Les banques centrales en action: turbulences sur les marchés financiers et mesures de politique monétaire

Thomas Jordan, membre de la Direction générale

36th General Assembly Association of Foreign Banks in Switzerland, Genève, 06.06.2008

La crise des marchés financiers a engendré d'énormes tensions sur les marchés monétaires et confronté les banques centrales à des défis complexes. Ces dernières ont réagi à la nouvelle donne en utilisant avec souplesse et en élargissant la panoplie de leurs instruments, ce qui leur a permis d'enrayer une propagation de la crise. Malgré toutes les mesures prises en ce sens, les tensions subsistent sur les marchés monétaires. Les mesures des banques centrales ne suffisent pas à dissiper le manque de confiance sous-jacent. Seuls les intervenants sur les marchés financiers sont à même, en définitive, d'en venir à bout.

S'agissant de ces mesures, plusieurs enseignements peuvent être tirés de la crise: dans le cadre de leurs efforts visant à assurer la stabilité des marchés financiers, les banques centrales ne s'en tiennent pas à la seule adaptation du taux directeur, mais disposent de tout un arsenal d'instruments de gestion des liquidités.

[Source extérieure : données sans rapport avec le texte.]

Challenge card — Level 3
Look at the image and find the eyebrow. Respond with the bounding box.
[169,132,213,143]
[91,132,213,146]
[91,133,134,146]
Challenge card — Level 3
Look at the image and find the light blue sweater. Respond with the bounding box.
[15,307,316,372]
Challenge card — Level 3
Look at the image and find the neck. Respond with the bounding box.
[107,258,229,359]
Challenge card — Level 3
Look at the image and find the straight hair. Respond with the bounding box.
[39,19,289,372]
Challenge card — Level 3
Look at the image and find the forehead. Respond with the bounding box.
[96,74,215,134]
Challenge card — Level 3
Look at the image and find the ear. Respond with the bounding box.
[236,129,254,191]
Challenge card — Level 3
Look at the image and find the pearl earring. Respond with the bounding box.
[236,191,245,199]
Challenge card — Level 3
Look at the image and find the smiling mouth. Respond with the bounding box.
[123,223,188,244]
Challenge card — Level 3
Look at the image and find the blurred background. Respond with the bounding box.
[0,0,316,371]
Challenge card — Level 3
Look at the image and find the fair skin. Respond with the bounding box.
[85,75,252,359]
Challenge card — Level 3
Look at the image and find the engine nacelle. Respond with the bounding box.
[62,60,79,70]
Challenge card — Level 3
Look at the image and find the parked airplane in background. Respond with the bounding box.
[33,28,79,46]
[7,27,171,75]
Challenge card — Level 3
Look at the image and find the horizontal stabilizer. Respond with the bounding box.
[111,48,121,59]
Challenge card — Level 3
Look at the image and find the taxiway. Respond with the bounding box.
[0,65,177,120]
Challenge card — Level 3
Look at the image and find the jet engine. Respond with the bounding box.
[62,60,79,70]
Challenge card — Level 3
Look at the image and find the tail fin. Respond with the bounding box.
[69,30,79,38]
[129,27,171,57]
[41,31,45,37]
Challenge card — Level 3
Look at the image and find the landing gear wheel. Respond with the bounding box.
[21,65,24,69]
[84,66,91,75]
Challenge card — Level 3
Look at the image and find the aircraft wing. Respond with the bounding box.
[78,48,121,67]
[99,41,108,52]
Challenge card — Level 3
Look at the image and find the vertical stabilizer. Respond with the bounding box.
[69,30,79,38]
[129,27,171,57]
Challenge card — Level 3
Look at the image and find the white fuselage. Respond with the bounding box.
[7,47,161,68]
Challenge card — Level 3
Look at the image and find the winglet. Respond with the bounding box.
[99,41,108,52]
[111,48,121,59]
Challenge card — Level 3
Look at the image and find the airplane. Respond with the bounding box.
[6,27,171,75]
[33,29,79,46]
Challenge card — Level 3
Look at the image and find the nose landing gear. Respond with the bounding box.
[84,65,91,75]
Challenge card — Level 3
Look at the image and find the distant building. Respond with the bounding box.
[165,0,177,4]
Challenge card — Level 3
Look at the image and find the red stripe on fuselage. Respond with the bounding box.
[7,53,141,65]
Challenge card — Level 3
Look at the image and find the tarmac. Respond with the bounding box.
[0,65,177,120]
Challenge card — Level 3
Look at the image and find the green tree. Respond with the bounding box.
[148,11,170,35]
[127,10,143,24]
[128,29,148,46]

Elles doivent être en mesure d'injecter temporairement de grosses quantités de liquidités sur le marché et également de les résorber. En outre, elles doivent pouvoir mener des opérations avec le plus grand nombre possible de contreparties, et ce, contre un large cercle de garanties et pour différentes durées. Une facilité permanente n'est utile que si le recours à cette dernière ne donne pas cours à une stigmatisation excessive. Les accords de swaps (collateral swaps) constituent un moyen efficace d'augmenter les liquidités au sein du système bancaire sans entraîner un accroissement de la monnaie centrale. Cependant, il ne faudrait y recourir qu'à titre exceptionnel. Par ailleurs, la crise a également souligné l'importance de détenir un socle suffisant de réserves de devises pour garantir la stabilité des marchés financiers.

Les mesures prises par les banques centrales pourraient toutefois aussi avoir un coût: des interventions dictées par le souci de garantir à court terme la stabilité du système financier peuvent encourager à long terme le risque moral (moral hazard) et, par conséquent, représenter un nouveau risque pour les marchés financiers. Deuxièmement, ces interventions peuvent attiser l'inflation. Ainsi, la politique monétaire est non seulement mise à l'épreuve sur le front de la stabilité des marchés financiers, mais également sur celui de l'inflation dont elle se doit d'observer l'évolution avec la plus grande attention.